La sede. «Who knows?». «Chi lo può sapere?». La scorsa settimana a San Francisco hanno chiesto a Marchionne se il nuovo aggregato Chrysler-Fiat potrebbe avere la sede principale negli Stati Uniti. La sua risposta ha causato un cortocircuito mediatico, per le ricadute politico-simboliche e materiali (per esempio, dove pagare le tasse). Non è all'ordine del giorno il trasferimento da Torino (Italia) a Auburn Hills (Michigan)? Resta però il problema di quale ruolo ricoprirà l'Italia, e la sua vecchia capitale industriale, nella mappa dei centri decisionali, nelle reti delle competenze e negli equilibri dei mercati. Per ora si profila un policentrismo con Detroit cuore naturale del Nord America, il Brasile dove la fabbrica di Betim è il nocciolo duro di una realtà nazionale che da anni ormai garantisce buona parte dei margini e una Torino destinata a presidiare il maturo (e per ora fonte di insuccessi) mercato europeo. Da valutare, qualora si procedesse a uno svuotamento sostanziale di Torino, l'onda d'urto sulla filiera. La maggioranza degli economisti industriali, infatti, sostiene che non possa esistere un sistema automotive acefalo, senza la testa di un produttore finale: chi fra i componentisti non è in grado di muoversi in autonomia sui mercati globali avrebbe un destino, nella migliore delle ipotesi, da fornitore low cost delle case tedesche.

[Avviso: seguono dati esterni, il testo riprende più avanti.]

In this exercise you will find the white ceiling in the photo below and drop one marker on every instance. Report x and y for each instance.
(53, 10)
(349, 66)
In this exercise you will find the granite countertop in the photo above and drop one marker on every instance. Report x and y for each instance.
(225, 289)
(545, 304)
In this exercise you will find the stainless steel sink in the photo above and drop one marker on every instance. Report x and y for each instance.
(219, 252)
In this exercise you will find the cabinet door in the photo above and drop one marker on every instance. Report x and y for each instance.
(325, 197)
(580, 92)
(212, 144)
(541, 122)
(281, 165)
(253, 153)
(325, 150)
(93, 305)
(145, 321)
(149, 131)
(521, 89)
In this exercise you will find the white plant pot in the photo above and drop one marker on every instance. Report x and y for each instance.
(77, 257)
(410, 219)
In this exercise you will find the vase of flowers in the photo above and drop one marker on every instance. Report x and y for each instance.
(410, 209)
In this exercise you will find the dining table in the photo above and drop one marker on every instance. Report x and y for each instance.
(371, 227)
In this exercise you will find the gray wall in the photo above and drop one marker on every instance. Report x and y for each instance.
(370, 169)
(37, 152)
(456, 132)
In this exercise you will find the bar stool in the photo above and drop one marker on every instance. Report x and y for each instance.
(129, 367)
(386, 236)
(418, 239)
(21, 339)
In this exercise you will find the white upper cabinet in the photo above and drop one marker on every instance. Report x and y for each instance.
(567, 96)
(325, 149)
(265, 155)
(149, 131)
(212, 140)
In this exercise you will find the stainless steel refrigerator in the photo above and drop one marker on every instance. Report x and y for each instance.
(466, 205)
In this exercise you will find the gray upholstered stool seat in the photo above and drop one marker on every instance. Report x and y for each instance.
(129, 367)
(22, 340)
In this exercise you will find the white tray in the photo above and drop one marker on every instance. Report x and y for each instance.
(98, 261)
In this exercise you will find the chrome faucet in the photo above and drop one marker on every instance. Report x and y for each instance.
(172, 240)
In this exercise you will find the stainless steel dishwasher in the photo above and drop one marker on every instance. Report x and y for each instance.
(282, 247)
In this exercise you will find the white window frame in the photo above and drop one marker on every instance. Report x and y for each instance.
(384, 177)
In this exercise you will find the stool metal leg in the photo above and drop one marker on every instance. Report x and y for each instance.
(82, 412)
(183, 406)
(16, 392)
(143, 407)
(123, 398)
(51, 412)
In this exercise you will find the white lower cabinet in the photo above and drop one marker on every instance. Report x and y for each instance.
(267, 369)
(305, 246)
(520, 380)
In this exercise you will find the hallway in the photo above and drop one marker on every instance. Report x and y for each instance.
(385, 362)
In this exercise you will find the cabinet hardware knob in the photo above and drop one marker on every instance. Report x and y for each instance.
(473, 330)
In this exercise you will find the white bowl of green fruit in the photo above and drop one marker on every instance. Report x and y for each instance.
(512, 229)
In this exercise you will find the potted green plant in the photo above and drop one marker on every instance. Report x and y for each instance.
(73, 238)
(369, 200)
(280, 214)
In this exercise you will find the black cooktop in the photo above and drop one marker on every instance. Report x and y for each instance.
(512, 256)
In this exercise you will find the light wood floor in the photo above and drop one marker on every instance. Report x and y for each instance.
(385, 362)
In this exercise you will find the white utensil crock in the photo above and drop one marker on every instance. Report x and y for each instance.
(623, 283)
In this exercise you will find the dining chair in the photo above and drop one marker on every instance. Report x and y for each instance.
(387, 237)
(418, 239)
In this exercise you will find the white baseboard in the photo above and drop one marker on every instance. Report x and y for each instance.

I soldi. La cifra indicata da Marchionne per l'originario piano di Fabbrica Italia è di 20 miliardi. Mese dopo mese, però, la fisionomia del progetto ha perso i contorni e, alla fine, è arrivata l'ufficializzazione del Lingotto: Fabbrica Italia è stata spacchettata e per gli investimenti si procede sito per sito. Pomigliano d'Arco, dove si realizzerà la nuova Panda, vale 700 milioni. La scorsa settimana sono state attivate le procedure per le assunzioni dei 4.800 operai (prime firme il 7 marzo) nella newco creata dopo l'esito positivo, anche se non plebiscitario, del referendum interno. A Mirafiori, dove l'accordo senza Fiom è stato votato dalla maggioranza dei lavoratori, l'investimento è di 1,3 miliardi. Soldi da iniziare a spesare nei prossimi mesi, per poi produrre due suv, uno Jeep e uno Alfa Romeo. I primi modelli di una gamma tutta da rinnovare nella speranza - per il Lingotto - di convincere gli acquirenti italiani ed europei a comperare di nuovo Fiat facendo così cambiare idea ai critici che hanno sottolineato, dopo l'acquisizione di Chrysler, l'esiguità numerica delle nuove macchine annunciate da Torino.